Now that we know how prefix-free codes work,

the goal becomes minimizing the total bit stream length.

And the intuition is rather clear.

For the symbols that appear the most often in the input sequence,

we should use short binary sequences.

For instance, in the previous example, we had a symbol that was associated to

the shortest possible binary sequence, just the digit 0.

While it would make sense to choose the most probable symbol for that position.

There is a famous algorithm by Huffman that allows you build the optimal

prefix-free binary code for a given set of symbol probabilities.

The JPEG algorithm provides you with a pre-canned Huffman code,

which is of course not optimal for every image that you encode.

But which performs reasonably well under most circumstances.

Alternatively, you can run the encoder,

compute the probabilities of each r, s pair, and build your own

Huffman code using the Huffman algorithm that we will see in just a second.

Of course, in this case, you will have to send the code along with an image to

inform the decoder on how to parse the bit stream.

And so there will be a side-information penalty that you will have to pay.

But sometimes,

when the image is very large, this could be advantages nonetheless.

Lets see how the Huffman algorithm works.

Suppose, once again, we have four symbols, and suppose

that we found that the probability table for the four symbols is the following.

The first symbol occurs with 38% probability, the second with 32%,

the third with 10%, and the fourth one with 20%.

The Huffman algorithm proceeds,

by selecting at each step the two symbols which are least probable.

So, in this case, it would be C and D.

And we build a subtree, where the two symbols are the leaves and

they are connected to an intermediate node.

Now, the idea is that the probability of going through this node, at this point,

will be the combined probability of the leaves.

So at next step of the algorithm we will have three probabilities,

the two symbols that are left in the pool, A and B.

And a composite symbol that will have a probability of 30%.

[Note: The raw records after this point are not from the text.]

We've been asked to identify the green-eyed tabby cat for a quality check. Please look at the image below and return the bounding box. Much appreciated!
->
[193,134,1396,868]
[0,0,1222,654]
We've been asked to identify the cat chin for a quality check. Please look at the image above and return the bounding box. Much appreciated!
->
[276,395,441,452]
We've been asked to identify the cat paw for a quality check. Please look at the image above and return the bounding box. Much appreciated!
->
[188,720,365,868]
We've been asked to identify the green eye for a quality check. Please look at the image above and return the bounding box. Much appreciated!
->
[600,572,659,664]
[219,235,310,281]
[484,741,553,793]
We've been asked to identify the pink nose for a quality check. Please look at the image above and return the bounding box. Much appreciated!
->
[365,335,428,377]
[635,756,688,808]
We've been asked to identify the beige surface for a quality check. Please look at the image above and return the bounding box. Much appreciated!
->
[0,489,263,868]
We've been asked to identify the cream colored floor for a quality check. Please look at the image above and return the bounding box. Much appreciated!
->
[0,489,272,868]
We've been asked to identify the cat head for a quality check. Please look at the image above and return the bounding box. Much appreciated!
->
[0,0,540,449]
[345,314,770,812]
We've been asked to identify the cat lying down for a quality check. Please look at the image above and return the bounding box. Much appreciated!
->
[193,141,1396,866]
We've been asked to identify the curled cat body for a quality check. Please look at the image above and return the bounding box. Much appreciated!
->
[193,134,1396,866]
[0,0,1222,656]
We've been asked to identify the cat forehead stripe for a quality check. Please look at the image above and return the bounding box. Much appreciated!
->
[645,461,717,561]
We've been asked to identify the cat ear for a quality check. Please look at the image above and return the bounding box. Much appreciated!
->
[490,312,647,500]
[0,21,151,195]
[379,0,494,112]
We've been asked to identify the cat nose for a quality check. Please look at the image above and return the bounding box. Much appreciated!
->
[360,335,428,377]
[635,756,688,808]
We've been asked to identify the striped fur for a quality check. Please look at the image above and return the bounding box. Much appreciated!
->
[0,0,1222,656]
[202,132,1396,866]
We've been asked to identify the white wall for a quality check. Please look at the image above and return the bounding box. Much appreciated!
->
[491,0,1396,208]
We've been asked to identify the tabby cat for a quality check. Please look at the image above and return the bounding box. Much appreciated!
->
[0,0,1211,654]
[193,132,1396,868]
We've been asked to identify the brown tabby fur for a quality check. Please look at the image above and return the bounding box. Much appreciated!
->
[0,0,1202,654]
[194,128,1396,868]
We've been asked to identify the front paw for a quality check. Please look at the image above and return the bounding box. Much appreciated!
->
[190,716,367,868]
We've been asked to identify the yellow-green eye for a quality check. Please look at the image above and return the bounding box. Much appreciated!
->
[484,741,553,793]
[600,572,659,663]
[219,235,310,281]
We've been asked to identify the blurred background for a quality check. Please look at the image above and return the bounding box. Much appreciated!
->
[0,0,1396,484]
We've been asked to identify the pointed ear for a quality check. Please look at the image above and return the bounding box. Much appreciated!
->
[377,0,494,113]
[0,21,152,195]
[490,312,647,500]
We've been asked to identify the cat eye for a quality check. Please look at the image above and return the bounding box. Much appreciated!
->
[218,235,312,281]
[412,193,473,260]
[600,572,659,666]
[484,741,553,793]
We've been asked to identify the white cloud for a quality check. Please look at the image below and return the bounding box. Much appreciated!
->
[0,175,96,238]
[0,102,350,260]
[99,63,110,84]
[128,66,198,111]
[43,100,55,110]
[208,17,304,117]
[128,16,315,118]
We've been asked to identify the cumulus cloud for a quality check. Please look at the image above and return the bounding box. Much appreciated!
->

So, at the following step we select the two symbols from the set,

including the composite symbol, with the lowest probabilities.

And in this case it will be this and this.

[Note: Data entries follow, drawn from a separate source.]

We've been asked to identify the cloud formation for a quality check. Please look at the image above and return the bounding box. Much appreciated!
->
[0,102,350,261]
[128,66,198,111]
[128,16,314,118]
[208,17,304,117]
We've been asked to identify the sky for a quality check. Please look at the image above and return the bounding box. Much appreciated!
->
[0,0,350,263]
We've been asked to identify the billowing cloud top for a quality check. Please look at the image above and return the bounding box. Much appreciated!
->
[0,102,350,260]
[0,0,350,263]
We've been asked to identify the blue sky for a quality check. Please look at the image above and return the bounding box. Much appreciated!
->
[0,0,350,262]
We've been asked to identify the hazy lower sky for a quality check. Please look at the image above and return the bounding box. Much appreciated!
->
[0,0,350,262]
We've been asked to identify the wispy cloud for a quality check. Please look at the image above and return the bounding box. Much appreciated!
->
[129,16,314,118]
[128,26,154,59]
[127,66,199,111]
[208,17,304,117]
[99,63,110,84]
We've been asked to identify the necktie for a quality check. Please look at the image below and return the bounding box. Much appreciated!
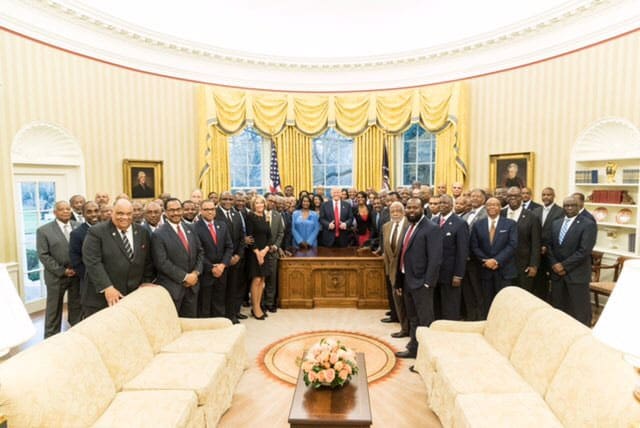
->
[489,220,496,244]
[558,218,571,245]
[391,223,398,253]
[333,202,340,237]
[207,223,218,245]
[120,230,133,260]
[177,225,189,253]
[400,224,415,273]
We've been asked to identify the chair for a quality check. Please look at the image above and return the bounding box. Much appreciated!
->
[589,251,631,312]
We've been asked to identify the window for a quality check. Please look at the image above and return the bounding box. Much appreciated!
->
[401,124,436,186]
[229,127,269,193]
[313,128,353,187]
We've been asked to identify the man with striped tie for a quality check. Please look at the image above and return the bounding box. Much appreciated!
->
[81,199,154,317]
[546,196,598,327]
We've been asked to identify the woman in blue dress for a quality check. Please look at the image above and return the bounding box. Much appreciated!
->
[291,195,320,249]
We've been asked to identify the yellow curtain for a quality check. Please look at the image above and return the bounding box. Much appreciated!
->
[275,126,313,196]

And we repeat the process, so this is what we did at the first step and

now we're combining this node with this node, into another subtree.

Now here, B is a leaf, because it's a symbol.

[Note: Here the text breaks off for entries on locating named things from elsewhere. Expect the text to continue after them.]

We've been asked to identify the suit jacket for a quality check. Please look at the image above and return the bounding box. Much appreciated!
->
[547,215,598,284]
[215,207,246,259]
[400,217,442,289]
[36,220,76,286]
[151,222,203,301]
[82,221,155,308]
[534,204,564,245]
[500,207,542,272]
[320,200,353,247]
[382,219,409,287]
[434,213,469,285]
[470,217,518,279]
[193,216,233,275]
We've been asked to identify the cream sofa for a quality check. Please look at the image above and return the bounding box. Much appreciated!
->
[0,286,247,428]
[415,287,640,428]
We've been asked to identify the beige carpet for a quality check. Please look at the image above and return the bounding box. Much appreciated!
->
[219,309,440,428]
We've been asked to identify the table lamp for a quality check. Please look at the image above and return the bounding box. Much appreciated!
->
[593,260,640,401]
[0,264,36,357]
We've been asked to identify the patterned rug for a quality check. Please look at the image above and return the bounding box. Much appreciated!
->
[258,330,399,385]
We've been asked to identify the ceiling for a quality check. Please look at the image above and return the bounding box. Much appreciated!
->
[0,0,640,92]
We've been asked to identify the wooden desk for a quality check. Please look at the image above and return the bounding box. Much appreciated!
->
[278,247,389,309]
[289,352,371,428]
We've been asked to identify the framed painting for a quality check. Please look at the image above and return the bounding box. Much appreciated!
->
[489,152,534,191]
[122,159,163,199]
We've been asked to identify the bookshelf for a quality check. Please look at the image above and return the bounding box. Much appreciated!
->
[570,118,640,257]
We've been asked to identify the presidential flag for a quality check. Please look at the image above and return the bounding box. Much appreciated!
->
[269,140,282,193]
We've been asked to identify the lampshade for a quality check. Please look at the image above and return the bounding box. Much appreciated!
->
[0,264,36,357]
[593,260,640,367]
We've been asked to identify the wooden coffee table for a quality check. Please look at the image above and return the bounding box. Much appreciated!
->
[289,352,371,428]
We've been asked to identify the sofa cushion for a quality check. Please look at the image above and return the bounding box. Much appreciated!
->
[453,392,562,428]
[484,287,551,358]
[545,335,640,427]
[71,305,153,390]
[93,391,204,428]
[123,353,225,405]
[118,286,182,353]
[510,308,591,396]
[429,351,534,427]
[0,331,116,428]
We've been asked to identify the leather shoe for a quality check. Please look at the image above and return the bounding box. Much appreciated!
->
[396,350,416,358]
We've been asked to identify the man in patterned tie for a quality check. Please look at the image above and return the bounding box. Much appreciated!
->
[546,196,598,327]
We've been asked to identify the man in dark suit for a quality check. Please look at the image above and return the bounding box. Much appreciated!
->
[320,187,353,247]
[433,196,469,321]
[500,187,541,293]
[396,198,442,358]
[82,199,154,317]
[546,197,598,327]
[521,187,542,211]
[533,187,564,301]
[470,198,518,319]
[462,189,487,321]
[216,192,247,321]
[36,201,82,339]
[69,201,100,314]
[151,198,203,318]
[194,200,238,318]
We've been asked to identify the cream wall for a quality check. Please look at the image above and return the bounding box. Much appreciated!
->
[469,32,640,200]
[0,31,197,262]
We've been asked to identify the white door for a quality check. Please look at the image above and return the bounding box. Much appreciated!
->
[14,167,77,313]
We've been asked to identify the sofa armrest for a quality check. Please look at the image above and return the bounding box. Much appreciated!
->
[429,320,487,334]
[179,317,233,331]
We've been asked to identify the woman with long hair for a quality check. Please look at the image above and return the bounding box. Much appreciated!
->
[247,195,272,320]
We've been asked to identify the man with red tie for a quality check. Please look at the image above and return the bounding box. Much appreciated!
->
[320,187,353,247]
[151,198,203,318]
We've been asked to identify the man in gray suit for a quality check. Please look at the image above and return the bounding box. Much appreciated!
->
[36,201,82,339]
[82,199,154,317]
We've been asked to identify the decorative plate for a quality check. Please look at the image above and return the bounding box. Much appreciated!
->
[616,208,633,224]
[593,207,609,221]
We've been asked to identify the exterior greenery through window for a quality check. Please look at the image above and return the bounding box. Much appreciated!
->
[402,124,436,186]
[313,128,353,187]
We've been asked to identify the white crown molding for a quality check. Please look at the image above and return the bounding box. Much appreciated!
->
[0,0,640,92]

And we get an intermediate node,

whose probability is the sum of the two children.

Again, we're left with a remaining symbol from the pool, with probability 38%.

And a composite symbol here, where you have 62% of total probability.

So at the last step, we finally combine the two remaining items.

And we have the final tree, where of course,

the probability at the root of the tree is is 1.

This binary tree represents the optimum prefix-free code for the set of

probabilities that we found experimentally from analyzing the frequency symbols.

And a JPEG encoder would use a similar tree to encode the r,

s pairs that were found in the run-length paths as the algorithm.